A Campanha Levante Feminista contra o Feminicídio, Transfeminicídio e Lesbocídio no Rio Grande do Sul, através do seu Observatório Lupa Feminista Contra o Feminicídio, está chamando a atenção para a continuidade de altos índices de assassinatos de mulheres no estado. De janeiro a 10 de outubro, 70 mulheres foram eliminadas, 10 apenas no mês de setembro, o que demonstra a repetição de uma tendência dos últimos anos.
“Nos parece que as medidas repressivas implementadas pela área de segurança pública do estado no início do ano, as enchentes que criaram situações excepcionais de mobilização contra a violência, bem como a desqualificação de crimes violentos de mulheres com características de feminicídio, conseguiram represar os dados até agosto”, analisa a psicóloga social Thais Pereira Siqueira, coordenadora do observatório.
No entanto, segundo a pesquisadora, “passado o choque da iminência de morte ou das perdas da tragédia climática, a face extremamente violenta se reapresentou às mulheres no estado a partir de julho até outubro”. Foram 25 mortes, “restaurando-se a naturalidade ao se matar mulheres”.
Os números, analisados pela equipe técnica da Lupa, levam a crer que a curva elevada pode reiterar em 2024: em 2021 foram 99 feminicídios, em 2022 foram 106, em 2023 foram 102, mantendo-se uma média de 8 feminicídios ao mês e 100 feminicídios ao ano no Rio Grande do Sul.
Este quadro contínuo é visto pela equipe que compõe o observatório como um indicador da falta de políticas preventivas e educativas na sociedade, de insuficiência de serviços de informação e atendimento às mulheres que estão vivendo situações de violência e da baixa divulgação das penas dadas aos autores desses crimes.
Lupa como fonte de informação
Com mais de três anos de existência, o observatório Lupa Feminista foi criado como uma iniciativa do movimento de mulheres para alertar a sociedade e, também, para ter dados comparativos aos oficiais.
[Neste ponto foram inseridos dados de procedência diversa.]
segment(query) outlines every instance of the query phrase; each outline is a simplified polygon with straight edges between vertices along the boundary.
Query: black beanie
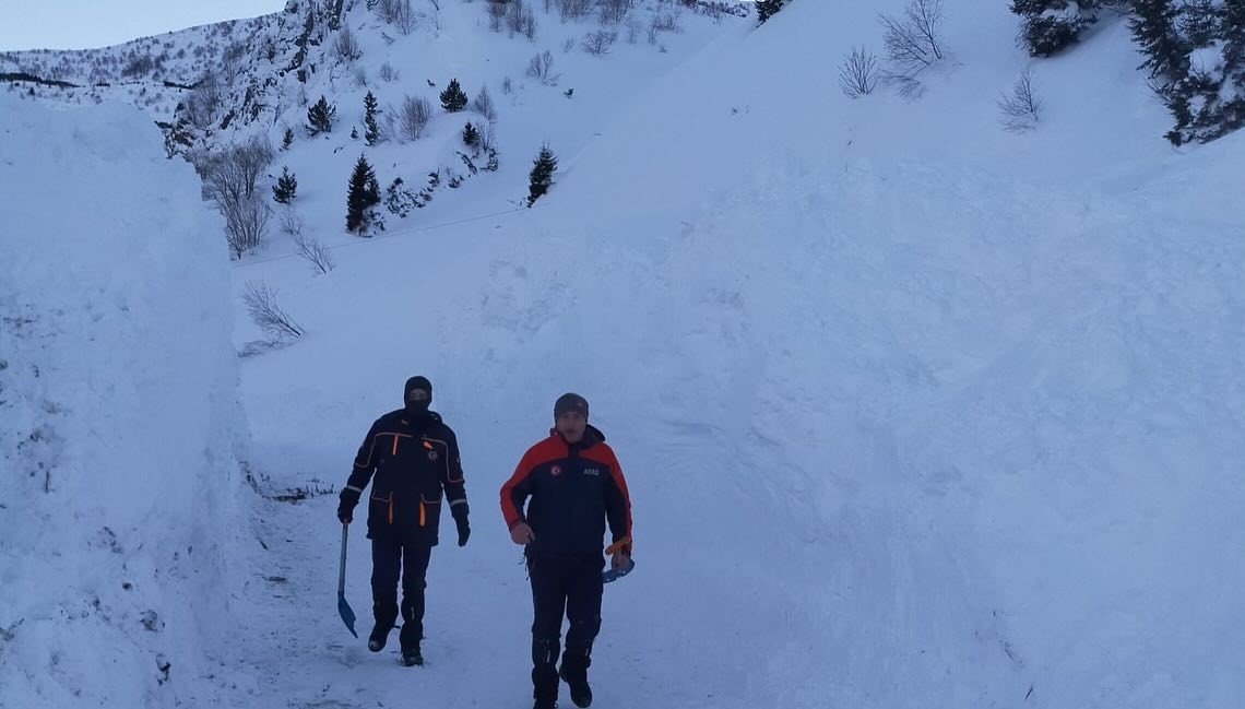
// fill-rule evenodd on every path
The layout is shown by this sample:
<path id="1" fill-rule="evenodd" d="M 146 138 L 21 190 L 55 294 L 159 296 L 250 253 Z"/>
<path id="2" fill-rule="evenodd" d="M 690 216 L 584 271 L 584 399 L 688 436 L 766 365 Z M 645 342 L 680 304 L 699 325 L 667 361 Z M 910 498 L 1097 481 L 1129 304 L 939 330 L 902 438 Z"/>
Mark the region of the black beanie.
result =
<path id="1" fill-rule="evenodd" d="M 403 404 L 406 404 L 407 406 L 411 405 L 410 394 L 415 389 L 422 389 L 428 393 L 427 401 L 422 402 L 423 407 L 427 407 L 430 404 L 432 404 L 432 383 L 428 381 L 426 376 L 412 376 L 411 379 L 406 380 L 406 389 L 402 390 Z"/>
<path id="2" fill-rule="evenodd" d="M 588 399 L 579 394 L 563 394 L 553 405 L 553 417 L 557 419 L 568 411 L 579 411 L 584 419 L 588 419 Z"/>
Integra uma rede de observatórios latino-americanos, mas é o primeiro no Brasil sem vínculo governamental. A entidade baseia suas análises em notícias publicadas na imprensa diária, nos dados da Secretaria de Segurança Pública e na busca ativa de informações promovidas pelas integrantes da Campanha Levante Feminista.
Segundo Thais, na leitura diária dos casos publicados na mídia, os feminicídios têm ocorrido não só nas relações íntimas, presentes ou passadas, mas também em outros contextos. Fato que nem sempre é considerado na qualificação dos crimes como feminicídios.
“A misoginia e o menosprezo, ou seja, o ódio à condição de mulher aparece não só nas situações de violência doméstica, mas em outras nas quais não há vínculo evidente entre quem pratica o crime de feminicídio e a vítima. São assassinatos em que os corpos das mulheres são marcados pelo desejo de destruir a vítima por razão de gênero, como as mutilações em áreas genitais e seios, rosto, abandono do corpo da mulher, violência sexual seguida de morte”, afirma.
Políticas públicas e qualificação de agentes
Desde 2021 têm sido elaborados Dossiês sobre os Feminicídios no Rio Grande do Sul, que são publicados no site do observatório e entregues às autoridades do estado com apontamentos de medidas necessárias para prevenir os feminicídios. Dentre as quais, além das políticas públicas, destaca-se a qualificação permanente de agentes governamentais para a aplicação das Diretrizes e Protocolos para a identificação, processos, julgamentos com perspectiva de gênero, e que indicam pelo menos 13 diferentes categorias de análise para a conclusão sobre um feminicídio.
Além disso, a Campanha Levante Feminista e o observatório defendem que os assassinatos violentos de mulheres devam ser investigados, a priori, como possíveis feminicídios, descartando-se essa hipótese apenas após a aplicação dos critérios de análise do Protocolo Latino Americano, de 2014, adotado pelo Brasil desde 2016.
Estes dados e a metodologia do observatório gaúcho serão apresentados no 1º Encontro Nacional da Campanha Levante Feminista contra o Feminicídio, Transfeminicídio e Lesbocídio que se realiza de 2 a 4 de novembro, em Brasília (DF), com 17 estados participantes. No dia 5 haverá um conjunto de atividades de incidência política no Congresso, a fim de sensibilizar sobre a grave realidade nacional, em que pelo menos 1.500 mulheres são vitimas de feminicídio no Brasil.